Wednesday 23 June 2010
Alex James: It's a jungle out there in my garden
A farm is a big hungry beast that needs to be fed decisions constantly. Otherwise it bites. It gets easier not to make bad decisions as time goes on, but the truth is that endless possibilities are a blessing and a curse.
The garden alone is a mass of details and every detail means a decision. I love that garden more than anywhere else, but boy oh boy, the whole time there's something out there giving me a headache. Ticking time bombs all over the place: a box ball going brown here, a bay tree ailing there; leaves falling off a magnolia somewhere else.
I'm locked in a cold war with rabbits. We're entrenched against slugs. There's weeding. There's feeding, black spot, leaf curl and a host of other gotchas before you even start thinking about the weather. Just keeping the place tidy is like running a business seven days a week.
There is a gardener to help out a bit but one of the first things he did was to reverse the quad bike into the greenhouse. He knackered them both. Still, pretty amazing he got the quad bike to go at all, really. It hardly ever works.

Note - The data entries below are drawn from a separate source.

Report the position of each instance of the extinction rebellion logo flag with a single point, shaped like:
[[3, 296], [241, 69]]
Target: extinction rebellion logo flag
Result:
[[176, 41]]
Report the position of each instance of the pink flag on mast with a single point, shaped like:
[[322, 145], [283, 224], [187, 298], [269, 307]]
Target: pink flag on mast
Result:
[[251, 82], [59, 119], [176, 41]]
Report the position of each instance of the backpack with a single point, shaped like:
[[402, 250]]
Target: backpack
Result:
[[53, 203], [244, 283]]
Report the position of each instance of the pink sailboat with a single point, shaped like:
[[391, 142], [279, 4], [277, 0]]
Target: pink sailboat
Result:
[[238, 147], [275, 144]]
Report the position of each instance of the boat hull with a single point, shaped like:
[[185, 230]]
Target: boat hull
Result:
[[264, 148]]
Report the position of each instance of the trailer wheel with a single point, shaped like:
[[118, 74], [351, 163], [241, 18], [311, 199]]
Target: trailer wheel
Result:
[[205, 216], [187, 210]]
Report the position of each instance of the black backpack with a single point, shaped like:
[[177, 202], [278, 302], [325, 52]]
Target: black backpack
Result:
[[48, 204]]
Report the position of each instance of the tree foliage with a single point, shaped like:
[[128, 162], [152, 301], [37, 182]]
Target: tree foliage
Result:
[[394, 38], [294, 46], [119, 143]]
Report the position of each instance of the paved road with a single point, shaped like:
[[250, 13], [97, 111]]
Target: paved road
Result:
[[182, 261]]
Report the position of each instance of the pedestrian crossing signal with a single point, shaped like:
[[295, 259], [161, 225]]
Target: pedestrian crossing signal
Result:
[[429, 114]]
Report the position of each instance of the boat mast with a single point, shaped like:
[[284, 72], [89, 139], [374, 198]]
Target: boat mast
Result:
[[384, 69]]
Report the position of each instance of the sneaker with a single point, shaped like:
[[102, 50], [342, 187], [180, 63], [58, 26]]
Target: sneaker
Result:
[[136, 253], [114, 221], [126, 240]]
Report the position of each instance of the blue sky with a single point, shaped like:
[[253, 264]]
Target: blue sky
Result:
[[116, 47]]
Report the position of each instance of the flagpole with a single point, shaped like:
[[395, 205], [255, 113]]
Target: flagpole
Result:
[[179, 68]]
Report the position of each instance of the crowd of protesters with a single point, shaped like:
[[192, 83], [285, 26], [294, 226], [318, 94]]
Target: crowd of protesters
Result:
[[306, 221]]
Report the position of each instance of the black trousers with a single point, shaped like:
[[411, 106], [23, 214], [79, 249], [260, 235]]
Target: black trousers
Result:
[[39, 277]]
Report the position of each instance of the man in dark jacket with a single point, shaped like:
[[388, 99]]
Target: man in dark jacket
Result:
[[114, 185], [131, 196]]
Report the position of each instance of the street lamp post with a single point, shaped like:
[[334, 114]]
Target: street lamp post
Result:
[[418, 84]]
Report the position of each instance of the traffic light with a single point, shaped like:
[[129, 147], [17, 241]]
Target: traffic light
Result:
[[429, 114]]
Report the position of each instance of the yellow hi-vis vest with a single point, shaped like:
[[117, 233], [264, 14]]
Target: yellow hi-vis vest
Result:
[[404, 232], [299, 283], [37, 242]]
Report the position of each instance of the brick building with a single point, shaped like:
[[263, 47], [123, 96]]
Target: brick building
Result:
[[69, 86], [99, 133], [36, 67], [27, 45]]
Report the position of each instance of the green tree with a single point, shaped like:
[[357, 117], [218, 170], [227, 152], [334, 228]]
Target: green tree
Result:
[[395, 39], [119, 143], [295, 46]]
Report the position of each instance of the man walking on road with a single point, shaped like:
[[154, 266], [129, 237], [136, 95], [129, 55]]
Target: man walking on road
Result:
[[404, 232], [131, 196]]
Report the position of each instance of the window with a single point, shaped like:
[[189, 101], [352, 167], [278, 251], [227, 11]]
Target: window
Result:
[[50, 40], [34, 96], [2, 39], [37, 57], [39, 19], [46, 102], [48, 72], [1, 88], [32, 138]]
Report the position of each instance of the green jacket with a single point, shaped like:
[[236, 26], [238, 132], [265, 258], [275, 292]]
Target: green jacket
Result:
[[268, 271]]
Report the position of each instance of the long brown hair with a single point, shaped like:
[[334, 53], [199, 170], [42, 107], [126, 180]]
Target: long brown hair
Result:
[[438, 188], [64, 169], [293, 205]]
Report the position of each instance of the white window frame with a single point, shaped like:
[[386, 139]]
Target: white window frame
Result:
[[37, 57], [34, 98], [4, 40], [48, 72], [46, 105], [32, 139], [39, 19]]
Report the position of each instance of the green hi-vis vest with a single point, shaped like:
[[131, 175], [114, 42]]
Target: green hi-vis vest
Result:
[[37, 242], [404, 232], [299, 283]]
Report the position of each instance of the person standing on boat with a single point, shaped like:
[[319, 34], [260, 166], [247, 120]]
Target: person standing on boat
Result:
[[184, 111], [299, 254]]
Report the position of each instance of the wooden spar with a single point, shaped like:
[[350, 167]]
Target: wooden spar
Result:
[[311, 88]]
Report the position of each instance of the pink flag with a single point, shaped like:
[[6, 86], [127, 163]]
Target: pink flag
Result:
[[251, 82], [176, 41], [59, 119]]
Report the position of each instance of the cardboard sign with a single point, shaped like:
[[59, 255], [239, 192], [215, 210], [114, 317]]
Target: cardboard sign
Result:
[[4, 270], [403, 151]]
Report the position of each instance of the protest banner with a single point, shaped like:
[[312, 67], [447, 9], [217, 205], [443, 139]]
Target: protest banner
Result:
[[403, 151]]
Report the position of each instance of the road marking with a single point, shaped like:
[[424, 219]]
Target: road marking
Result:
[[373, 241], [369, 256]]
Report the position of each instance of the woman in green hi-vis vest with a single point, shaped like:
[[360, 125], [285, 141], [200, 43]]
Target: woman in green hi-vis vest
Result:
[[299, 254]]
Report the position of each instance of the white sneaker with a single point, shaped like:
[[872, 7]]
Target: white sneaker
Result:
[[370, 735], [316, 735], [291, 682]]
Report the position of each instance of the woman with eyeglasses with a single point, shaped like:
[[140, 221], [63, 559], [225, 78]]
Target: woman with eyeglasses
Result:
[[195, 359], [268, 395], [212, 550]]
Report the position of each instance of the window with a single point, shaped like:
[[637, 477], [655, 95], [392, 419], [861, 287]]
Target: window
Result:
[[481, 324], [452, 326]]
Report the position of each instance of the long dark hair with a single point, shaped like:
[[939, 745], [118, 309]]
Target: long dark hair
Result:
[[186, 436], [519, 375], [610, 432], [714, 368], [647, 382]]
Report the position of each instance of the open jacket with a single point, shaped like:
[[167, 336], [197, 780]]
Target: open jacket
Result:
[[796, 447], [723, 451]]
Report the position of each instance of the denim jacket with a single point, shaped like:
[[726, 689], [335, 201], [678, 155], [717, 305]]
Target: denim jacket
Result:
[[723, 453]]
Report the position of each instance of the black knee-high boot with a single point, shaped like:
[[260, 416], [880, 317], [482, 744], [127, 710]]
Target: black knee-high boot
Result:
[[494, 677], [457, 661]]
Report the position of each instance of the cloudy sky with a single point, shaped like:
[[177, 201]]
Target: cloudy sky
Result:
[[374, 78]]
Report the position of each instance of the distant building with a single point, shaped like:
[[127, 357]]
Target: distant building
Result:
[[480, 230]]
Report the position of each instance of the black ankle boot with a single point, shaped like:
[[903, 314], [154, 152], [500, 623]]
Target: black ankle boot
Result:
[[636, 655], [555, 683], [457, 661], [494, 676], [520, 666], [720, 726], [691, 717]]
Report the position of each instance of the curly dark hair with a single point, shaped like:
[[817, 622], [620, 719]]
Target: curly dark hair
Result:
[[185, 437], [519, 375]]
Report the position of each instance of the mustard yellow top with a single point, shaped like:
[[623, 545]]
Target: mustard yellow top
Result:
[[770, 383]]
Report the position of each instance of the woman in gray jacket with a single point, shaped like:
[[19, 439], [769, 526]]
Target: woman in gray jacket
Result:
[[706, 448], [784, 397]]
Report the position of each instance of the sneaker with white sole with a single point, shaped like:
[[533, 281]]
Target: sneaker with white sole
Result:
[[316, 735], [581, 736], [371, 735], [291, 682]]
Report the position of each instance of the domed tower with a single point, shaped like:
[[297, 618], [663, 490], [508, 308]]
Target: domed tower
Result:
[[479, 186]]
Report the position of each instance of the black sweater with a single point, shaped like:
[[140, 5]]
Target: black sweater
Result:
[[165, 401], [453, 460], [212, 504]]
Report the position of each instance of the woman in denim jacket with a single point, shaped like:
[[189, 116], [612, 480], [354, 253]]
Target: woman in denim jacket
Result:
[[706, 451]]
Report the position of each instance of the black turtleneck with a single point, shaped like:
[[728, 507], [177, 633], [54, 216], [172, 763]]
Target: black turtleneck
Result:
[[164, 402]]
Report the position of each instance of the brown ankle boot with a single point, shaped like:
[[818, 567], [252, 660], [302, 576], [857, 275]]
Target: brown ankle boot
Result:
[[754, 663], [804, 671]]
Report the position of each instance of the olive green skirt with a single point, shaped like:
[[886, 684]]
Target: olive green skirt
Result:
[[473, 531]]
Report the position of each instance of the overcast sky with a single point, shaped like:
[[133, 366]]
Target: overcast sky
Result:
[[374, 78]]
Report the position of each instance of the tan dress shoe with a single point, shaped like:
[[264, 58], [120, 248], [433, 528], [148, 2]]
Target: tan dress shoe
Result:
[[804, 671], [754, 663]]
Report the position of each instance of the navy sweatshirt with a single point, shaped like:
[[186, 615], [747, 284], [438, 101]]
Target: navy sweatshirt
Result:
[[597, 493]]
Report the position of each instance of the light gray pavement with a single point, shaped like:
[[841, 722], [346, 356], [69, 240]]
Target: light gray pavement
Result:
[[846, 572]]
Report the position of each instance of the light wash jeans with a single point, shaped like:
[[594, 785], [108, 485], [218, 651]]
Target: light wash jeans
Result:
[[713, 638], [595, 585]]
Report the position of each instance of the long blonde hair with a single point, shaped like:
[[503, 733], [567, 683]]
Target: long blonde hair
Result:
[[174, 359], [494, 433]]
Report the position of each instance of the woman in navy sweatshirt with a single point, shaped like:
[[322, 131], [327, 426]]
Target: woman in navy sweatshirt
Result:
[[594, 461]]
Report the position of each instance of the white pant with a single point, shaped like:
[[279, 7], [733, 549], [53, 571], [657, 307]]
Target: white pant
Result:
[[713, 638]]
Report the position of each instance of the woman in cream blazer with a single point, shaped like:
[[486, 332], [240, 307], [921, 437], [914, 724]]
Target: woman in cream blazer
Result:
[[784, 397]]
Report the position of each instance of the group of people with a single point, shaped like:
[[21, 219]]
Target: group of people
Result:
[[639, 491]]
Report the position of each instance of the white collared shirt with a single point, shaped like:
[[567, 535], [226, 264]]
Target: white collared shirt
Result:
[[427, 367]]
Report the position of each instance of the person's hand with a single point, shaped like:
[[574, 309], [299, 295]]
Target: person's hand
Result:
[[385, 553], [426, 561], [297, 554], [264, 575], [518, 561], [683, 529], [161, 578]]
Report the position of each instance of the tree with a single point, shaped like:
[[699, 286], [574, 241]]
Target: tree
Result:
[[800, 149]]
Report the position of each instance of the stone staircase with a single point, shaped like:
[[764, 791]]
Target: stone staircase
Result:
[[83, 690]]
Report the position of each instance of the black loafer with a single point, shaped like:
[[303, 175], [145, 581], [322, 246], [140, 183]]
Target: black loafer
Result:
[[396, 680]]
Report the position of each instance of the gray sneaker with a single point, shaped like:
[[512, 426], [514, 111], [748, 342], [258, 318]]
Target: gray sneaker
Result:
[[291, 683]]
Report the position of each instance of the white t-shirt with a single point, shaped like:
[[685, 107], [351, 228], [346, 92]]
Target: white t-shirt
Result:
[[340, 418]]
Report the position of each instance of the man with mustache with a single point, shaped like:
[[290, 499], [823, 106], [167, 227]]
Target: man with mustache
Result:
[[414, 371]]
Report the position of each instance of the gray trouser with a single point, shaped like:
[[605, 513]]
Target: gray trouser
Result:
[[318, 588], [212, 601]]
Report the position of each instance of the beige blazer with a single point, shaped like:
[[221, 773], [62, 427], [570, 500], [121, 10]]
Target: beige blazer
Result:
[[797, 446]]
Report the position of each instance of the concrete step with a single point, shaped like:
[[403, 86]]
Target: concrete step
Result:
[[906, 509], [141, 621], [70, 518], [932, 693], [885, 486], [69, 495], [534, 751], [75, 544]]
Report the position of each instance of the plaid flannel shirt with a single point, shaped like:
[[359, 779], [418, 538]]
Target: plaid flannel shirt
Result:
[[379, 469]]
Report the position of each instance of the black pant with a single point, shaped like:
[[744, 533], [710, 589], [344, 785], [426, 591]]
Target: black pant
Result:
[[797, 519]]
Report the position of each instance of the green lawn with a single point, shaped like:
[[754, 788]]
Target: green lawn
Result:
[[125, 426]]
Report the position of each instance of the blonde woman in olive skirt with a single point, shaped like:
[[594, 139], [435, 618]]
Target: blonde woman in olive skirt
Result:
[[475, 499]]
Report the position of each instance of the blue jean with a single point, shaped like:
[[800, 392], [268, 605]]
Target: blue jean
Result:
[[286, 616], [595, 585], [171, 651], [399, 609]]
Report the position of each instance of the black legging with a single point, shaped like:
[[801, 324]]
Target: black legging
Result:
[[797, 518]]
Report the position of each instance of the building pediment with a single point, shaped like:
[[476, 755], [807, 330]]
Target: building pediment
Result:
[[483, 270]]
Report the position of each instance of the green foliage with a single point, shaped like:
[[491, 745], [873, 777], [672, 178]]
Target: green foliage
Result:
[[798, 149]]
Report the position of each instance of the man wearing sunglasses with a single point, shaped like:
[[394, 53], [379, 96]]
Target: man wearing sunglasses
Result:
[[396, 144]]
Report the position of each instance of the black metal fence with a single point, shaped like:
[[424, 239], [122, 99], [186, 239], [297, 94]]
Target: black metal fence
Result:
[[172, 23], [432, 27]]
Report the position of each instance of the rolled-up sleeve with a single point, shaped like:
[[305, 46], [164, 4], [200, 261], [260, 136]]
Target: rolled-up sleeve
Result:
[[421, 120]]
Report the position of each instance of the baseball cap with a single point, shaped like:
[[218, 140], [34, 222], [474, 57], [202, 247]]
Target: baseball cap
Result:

It was actually a blessing in disguise. That greenhouse was supposed to solve problems but as soon as it was finished I found myself in a sorcerer's apprentice kind of situation: it just spouted more and more things that needed looking after.
The fruit-cage is an oasis of calm in this horticultural world of struggle. Apart from breaking just a little bit during the snow because I neglected to take the netting down at the end of last summer, it has never given me any serious headaches. And now it's been patched up. It kind of matches the greenhouse anyway.
It's always just when I'm ready to give up that the garden gives me an unexpected kiss. We seem to have hit some kind of strawberry jackpot this week. I took my children and a jug of cream in there yesterday and we went crazy. You know what, it's not headache – it's tummy ache.
Encore for a magical night at Glastonbury
Mrs James is nearly two weeks overdue with our fifth baby. We're quite relaxed about it. The only foreseeable snag is that I've got to zip down to Glastonbury and back for lunch on Thursday.
I can't believe it's a year since Blur played there. It was the best gig we've ever done but it already seems like all that happened in another lifetime, to someone else.
I came in from the garden last weekend and my dad was watching it on the telly, with the dog. The BBC were screening it. He said, "You should watch this you know. It's really good." I said, "Well, yeah. I told you it went well."
He was actually looking quite misty-eyed. It's funny but I don't think he ever really liked Blur before. I mean he thought it was all perfectly fine but it never really ever got him in the chest until right then watching it on the telly: all those memories the music brought flooding back.
Now they are but memories once more, I suppose. My one public performance this summer has been singing "Vindaloo" to a group of 200 farmers while accompanying myself on the ukelele. You know what? When they all clapped it was exactly the same feeling as standing on the stage at Glastonbury.
I've been struggling with a violin this week, trying to play a lick of Beethoven's, from the final movement of his First Symphony. It's just a run up a major scale, about the simplest thing you can have in music that, all the notes in order. Somehow Beethoven makes this most familiar, mundane thing sound like the most dazzling thing I've ever heard, like I'd never heard it before: listening in wonder to someone else's music. That's the best thing of all, actually.
The daily run that gives me wings
The baby could come at any moment so I have to take my telephone with me even if I'm only going to the other side of the valley, which I do every day with the dog. We run together, always the same route. I never know what I'm going to see. It never looks the same two days running. Buttercups are overwhelming this week, and poppies.
Yesterday I stopped to behold a bird of prey as big as a chicken sitting in an oak tree. First time I've seen him on the scene. He returned my gaze, squarely, flopped off his branch and flapped off. I'm particularly proud of a swathe my beating feet have cut through the long grass in the bottom field. It pleases me to follow this path that I have created. Now I know exactly what snails are talking about.
Running has become the point every day where I disconnect from everything. My heart beats faster and I'm free in the moment as I pound around. There is something so very deeply human about running through countryside. I have my best ideas when I am running. I can really think clearly. I rather object to taking my telephone with me.
I came round a corner at full tilt yesterday evening. It was after nine, and perfectly still: That lilac colour that happens in protracted sunsets. A hot-air balloon was hovering huge, right in front of me. It was so calm that I could hear them talking in the basket. They were held perfectly still, suspended. I was flying.